The pioneering factor didn’t really hit her. “I’m the only girl in UAE practicing the sport, I don’t feel too special about it. If I’m indeed regarded as a pioneer, it is an honor,” she modestly replied. “However, I do feel pride representing my country on this international level.”
If she likes it or not, being the first woman representing her country on the international judo platform, sooner or later the 18-year old will become a role model for girls or even women in her country. A significant burden upon her shoulders. “I feel a bit nervous about it. I’m not really a social person. But in time it will be OK I guess,” she smiles. “As a matter of fact, I hope I can inspire more UEA girls to practice sport in general and judo in particular. So, finally we can have a women’s team in judo.”
Being the only girl involved in judo, she practiced with the boys. “I started young at the age of five, so I always trained with the boys. I grew up with the boys of my club, so I consider them as my brothers. In my culture, traditionally boys and girls do activities separately. When I was in middle school, I had a tough time. Other girls found me too strong and intimidating and didn’t want to be around me. Luckily, that changed when in high school.
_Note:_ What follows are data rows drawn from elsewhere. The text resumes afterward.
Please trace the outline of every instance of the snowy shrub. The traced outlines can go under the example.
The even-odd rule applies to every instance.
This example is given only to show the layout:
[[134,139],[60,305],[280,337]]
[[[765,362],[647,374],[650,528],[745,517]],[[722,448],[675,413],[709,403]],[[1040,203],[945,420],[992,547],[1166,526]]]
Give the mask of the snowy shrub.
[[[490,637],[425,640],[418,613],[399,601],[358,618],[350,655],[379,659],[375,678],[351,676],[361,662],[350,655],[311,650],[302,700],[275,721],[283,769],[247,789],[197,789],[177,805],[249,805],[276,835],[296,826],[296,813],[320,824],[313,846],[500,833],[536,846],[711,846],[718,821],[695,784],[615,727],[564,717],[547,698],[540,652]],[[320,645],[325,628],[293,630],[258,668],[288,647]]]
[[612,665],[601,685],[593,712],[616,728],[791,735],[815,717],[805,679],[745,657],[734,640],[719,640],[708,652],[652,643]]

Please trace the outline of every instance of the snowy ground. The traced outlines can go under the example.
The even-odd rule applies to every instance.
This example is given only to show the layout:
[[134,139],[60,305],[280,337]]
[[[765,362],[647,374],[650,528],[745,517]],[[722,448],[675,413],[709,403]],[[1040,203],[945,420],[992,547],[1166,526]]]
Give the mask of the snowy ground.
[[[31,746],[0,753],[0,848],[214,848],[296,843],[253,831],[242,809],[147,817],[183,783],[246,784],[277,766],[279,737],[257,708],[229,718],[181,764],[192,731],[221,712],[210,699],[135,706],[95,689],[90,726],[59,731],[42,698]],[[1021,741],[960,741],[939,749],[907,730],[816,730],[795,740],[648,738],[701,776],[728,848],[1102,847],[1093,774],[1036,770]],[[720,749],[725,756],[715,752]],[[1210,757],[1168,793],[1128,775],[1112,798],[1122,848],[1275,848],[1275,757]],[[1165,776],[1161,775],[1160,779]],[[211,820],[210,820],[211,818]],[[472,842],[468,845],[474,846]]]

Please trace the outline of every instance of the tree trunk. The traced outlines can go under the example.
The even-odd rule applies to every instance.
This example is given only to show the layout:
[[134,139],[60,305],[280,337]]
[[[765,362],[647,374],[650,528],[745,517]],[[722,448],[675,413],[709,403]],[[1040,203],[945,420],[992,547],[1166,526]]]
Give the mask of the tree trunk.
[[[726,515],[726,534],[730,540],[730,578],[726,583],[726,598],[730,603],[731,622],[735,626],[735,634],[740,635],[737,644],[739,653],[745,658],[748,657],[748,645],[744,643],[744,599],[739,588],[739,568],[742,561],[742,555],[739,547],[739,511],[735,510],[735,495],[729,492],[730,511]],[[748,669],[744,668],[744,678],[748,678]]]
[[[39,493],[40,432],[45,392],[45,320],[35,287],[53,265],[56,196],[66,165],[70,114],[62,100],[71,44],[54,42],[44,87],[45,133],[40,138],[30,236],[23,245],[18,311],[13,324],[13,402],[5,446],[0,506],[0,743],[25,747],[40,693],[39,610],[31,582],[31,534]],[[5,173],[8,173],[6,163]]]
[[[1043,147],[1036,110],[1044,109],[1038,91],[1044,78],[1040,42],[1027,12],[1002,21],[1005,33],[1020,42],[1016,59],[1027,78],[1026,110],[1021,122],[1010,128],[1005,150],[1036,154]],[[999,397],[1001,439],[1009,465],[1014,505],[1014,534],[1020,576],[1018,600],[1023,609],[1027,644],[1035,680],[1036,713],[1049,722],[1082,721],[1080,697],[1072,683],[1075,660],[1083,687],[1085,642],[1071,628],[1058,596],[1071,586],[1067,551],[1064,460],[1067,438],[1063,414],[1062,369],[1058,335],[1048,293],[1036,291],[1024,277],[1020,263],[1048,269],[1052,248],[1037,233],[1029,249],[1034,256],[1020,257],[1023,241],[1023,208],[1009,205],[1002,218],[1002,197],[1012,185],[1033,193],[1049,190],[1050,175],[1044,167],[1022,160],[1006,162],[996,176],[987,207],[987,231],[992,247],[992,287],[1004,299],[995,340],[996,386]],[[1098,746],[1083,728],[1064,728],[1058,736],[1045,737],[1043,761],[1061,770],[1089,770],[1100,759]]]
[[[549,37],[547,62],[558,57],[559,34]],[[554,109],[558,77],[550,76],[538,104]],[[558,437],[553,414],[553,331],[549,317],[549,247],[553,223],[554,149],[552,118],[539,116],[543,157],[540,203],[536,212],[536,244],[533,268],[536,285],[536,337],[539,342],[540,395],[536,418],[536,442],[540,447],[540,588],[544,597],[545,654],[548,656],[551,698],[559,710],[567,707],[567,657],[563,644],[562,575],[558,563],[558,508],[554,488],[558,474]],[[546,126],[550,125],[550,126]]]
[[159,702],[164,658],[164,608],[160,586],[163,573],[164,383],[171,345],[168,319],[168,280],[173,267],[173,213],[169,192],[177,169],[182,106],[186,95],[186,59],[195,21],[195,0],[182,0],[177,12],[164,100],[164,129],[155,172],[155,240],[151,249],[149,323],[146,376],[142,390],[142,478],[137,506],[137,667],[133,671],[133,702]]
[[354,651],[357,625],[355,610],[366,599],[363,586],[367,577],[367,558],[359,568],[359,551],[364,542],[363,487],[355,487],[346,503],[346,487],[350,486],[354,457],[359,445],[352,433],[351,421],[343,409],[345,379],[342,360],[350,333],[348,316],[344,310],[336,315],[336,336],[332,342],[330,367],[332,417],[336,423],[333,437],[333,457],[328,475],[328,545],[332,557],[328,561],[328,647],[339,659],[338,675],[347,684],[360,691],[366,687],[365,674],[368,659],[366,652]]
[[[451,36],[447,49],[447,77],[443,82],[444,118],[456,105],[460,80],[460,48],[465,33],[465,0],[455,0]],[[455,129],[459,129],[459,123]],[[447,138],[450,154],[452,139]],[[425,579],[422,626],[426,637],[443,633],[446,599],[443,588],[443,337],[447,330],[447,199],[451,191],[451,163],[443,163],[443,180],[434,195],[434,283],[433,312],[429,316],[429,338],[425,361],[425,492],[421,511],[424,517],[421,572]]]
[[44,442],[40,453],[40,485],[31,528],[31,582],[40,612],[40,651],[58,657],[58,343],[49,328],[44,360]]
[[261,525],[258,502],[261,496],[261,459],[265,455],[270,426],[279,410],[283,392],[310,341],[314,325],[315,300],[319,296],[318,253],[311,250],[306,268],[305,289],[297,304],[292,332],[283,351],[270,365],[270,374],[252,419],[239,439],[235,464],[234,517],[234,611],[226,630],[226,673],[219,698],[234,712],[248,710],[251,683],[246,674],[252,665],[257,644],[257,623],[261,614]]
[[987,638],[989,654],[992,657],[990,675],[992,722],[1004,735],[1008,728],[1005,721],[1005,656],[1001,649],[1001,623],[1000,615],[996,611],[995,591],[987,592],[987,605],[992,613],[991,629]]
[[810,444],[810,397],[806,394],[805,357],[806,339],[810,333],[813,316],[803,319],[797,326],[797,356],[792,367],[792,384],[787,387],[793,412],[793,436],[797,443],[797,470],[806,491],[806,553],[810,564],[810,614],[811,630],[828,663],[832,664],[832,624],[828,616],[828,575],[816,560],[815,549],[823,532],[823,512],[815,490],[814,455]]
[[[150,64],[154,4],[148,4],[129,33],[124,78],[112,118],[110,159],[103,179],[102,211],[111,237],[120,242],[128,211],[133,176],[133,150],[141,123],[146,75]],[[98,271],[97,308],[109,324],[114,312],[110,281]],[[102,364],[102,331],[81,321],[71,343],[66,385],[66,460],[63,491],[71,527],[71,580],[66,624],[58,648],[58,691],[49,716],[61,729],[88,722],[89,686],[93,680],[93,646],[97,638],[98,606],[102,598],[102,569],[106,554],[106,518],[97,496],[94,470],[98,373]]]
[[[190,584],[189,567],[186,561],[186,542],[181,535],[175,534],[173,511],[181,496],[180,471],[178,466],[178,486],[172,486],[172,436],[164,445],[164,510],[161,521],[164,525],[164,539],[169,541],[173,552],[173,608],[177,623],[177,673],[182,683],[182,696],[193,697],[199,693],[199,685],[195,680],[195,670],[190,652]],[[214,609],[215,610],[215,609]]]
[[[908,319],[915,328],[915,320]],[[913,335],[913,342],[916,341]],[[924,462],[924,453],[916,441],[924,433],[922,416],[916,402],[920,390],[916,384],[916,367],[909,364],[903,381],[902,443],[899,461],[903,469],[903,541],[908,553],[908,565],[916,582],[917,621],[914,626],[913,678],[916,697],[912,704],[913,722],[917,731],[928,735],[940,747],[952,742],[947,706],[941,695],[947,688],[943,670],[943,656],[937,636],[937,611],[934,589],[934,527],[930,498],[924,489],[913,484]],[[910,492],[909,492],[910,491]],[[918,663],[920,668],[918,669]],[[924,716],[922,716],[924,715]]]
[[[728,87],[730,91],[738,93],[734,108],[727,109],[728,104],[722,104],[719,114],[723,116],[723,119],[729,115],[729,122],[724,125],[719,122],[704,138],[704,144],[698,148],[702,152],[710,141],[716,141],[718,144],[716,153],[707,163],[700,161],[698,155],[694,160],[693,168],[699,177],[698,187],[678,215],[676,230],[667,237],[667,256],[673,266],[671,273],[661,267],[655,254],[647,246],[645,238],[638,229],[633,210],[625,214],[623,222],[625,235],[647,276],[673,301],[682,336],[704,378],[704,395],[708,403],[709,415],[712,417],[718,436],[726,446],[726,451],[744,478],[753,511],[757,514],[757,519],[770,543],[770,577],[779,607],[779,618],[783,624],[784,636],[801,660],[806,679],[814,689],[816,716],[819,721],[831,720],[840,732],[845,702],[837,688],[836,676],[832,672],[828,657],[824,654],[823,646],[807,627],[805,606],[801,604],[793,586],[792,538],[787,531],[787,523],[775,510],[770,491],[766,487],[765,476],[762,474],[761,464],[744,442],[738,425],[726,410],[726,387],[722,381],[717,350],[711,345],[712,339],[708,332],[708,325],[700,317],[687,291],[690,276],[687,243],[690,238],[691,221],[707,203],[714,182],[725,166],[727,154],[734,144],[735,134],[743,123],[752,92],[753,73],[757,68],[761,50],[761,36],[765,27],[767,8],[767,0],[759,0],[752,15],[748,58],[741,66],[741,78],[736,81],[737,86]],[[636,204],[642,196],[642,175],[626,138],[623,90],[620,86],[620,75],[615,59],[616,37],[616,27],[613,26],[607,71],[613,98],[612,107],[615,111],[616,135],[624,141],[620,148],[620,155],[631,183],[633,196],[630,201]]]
There, I got friends who really accepted me for who I am.”
Maitha currently lives and studies in Tokyo at Tokai University. She is in Tokyo for eight months now learning Japanese and will enroll at university next to study computer science. In the mean while she’s further developing her judo skills under the guidance of Japanese senseis.
“We’ve been planning this for quite a while to further develop our women’s judo program,” says Naser Al Tamimi, IJF Treasurer and General Secretary of the UAE Wrestling & Judo Federation. “Once girls finish high school, their life changes. They go to university or they study abroad. So, we tried to find a way to keep girls in judo. Hence, I’m very grateful to Mr. Yamashita, AJJF President, to accept the agreement between the UAE Judo Federation and AJJF and Tokai University to support our athlete who wanted to come to study abroad and wanted to continue her academic program as well as her judo program”, Mr. Al Tamimi explains. “The UAE Judo Federation follows the UAE government policy regarding gender equity and equal opportunities for men and women. We do our best as a federation to support our athletes in the same way so we will have more women and girls participating in judo in the UAE and in the long run qualifying for World Championships and the Olympics. We keep supporting women and girls who want to start with judo as our responsibility to have a higher number of participations.”
After talking to Maitha and learning about her story, IJF’s Gender Equity Commission’s credo ‘Together we are stronger’ are indeed not empty words.